Sunday, July 5, 2015

HAS ACCEPTANCE OF CHRISTIANITY ROBBED BLACKS OF THEIR WILL TO FIGHT OPPRESSION ?

The recent shooting deaths of nine people in a South Carolina church during Bible study was indeed horrific. What really caught my attention [ besides the fact the shooter was a white youth spewing hatred about blacks ] is how black Christians forgave the murderer so quickly. When the murderer appeared in court shortly after being captured, relatives of those killed in church said "we forgive you" to someone that showed no remorse for those killings. It is true that the religious faith of those people who forgave the killer motivated them; but why was it necessary to look into television cameras and say "we forgive him for the killings." The media loved the forgiveness angle and proclaimed it on all their outlets for days. In communities all across America black Christians were smiling like damn fools saying "hate never wins" and "love conquers all."

I have a question that is addressed to those reading this story -has acceptance of Christianity robbed blacks of their will to fight oppression ? Author and historian E. Franklin Frazier wrote in his book The Negro Church in America : " the uprooting of Negroes [ from Africa ] and the transportation of them to an alien land undoubtedly had a shattering effect upon their lives. In destroying their traditional culture and in breaking up their social organization, slavery deprived them of their accustomed orientation toward the world..... The vast majority of the slaves submitted to their fate and in their confusion and bewilderment sought a new meaning for their existence in the new white man's world. The new orientation to the world was provided by Christianity as communicated to the slaves by their white masters."  In the 500 years of blacks living in America the onslaughts of racism, oppression, lynching, denigration etc. has been continuous. During all of these years blacks have [ with only brief periods of self defense or armed resistance ] forgiven the oppressor at every chance.
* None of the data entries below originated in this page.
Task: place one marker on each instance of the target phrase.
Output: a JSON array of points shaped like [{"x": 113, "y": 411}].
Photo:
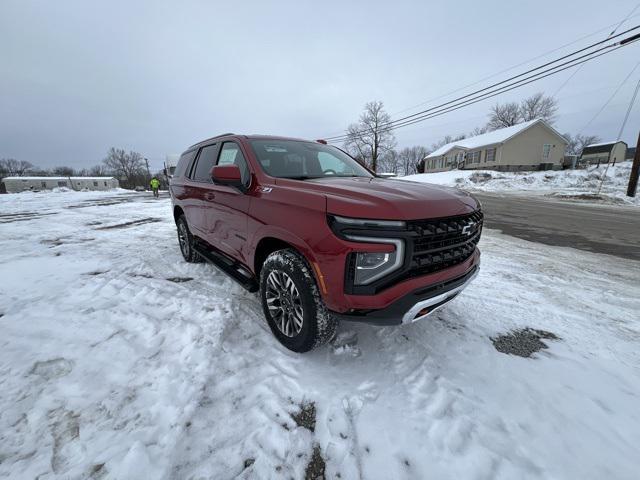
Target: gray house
[
  {"x": 22, "y": 184},
  {"x": 533, "y": 145},
  {"x": 604, "y": 152}
]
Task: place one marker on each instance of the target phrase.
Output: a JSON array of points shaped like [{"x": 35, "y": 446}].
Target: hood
[{"x": 389, "y": 199}]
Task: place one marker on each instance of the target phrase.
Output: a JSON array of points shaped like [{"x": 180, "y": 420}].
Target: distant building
[
  {"x": 598, "y": 153},
  {"x": 533, "y": 145},
  {"x": 631, "y": 153},
  {"x": 22, "y": 184},
  {"x": 170, "y": 164}
]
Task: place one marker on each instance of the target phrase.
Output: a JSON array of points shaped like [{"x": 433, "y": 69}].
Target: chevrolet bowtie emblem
[{"x": 466, "y": 230}]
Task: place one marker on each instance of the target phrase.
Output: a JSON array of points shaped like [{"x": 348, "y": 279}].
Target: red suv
[{"x": 321, "y": 237}]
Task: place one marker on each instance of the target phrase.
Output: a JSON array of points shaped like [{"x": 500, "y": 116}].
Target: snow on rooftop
[
  {"x": 57, "y": 178},
  {"x": 602, "y": 144},
  {"x": 490, "y": 138}
]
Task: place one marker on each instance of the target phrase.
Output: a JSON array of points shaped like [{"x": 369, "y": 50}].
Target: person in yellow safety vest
[{"x": 155, "y": 185}]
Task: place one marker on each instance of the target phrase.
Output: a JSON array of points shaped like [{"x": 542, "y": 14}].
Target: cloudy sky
[{"x": 78, "y": 77}]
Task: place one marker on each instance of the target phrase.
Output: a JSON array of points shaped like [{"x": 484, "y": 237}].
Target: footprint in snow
[{"x": 55, "y": 368}]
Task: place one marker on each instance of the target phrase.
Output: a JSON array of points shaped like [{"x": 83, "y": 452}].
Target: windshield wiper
[{"x": 300, "y": 177}]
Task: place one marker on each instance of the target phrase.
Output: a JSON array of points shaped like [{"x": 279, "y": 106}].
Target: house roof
[
  {"x": 54, "y": 179},
  {"x": 491, "y": 138},
  {"x": 605, "y": 147}
]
Justification for blacks forgiveness of their oppressors has roots in the religion of Christianity accepted shortly after arrival in America. However it is this same religion that has somehow seemed to rob blacks of any determination in their fight against oppression. For according to the forgiveness model, a benevolent and merciful God will correct all injustices [ if not on earth, then in heaven ] all the faithful believers need to do is wait on divine unction from some being in the clouds. It reads in biblical literature how God answered prayers of His chosen people and delivered them out of the hands of many enemies. In America the so called Negro has cried out for hundreds of years for deliverance but what is the response ? A young white male walks into a black church and kills nine people during Bible study. What has been the response to this latest indignity to the black nation? It is found in the language of forgiveness of the shooter-days after he appeared in court.

Black people rely on some being in the clouds to save them from oppression. Gone is the fighting spirit that motivated our ancestors to rise up at various times in history and take visible stands against monolithic oppression embraced by the majority population. If an honest critique is presented about this issue of forgiveness, the present black Christian position shown to the killer of nine people in that black church, came out of a Christian religion that Frazier  states "was communicated to the slaves by their white masters." In contemporary times the theme of forgiveness is still being communicated by power brokers in society who feel more comfortable with blacks mouthing forgiveness of oppression than those blacks seeking freedom "by any means necessary."

In the final analysis history is clear that no group of people ever won their freedom from oppression by waiting on someone or something in the sky to save them.


...never in history have groups nations, classes, races-voluntarily relinquished a favored position.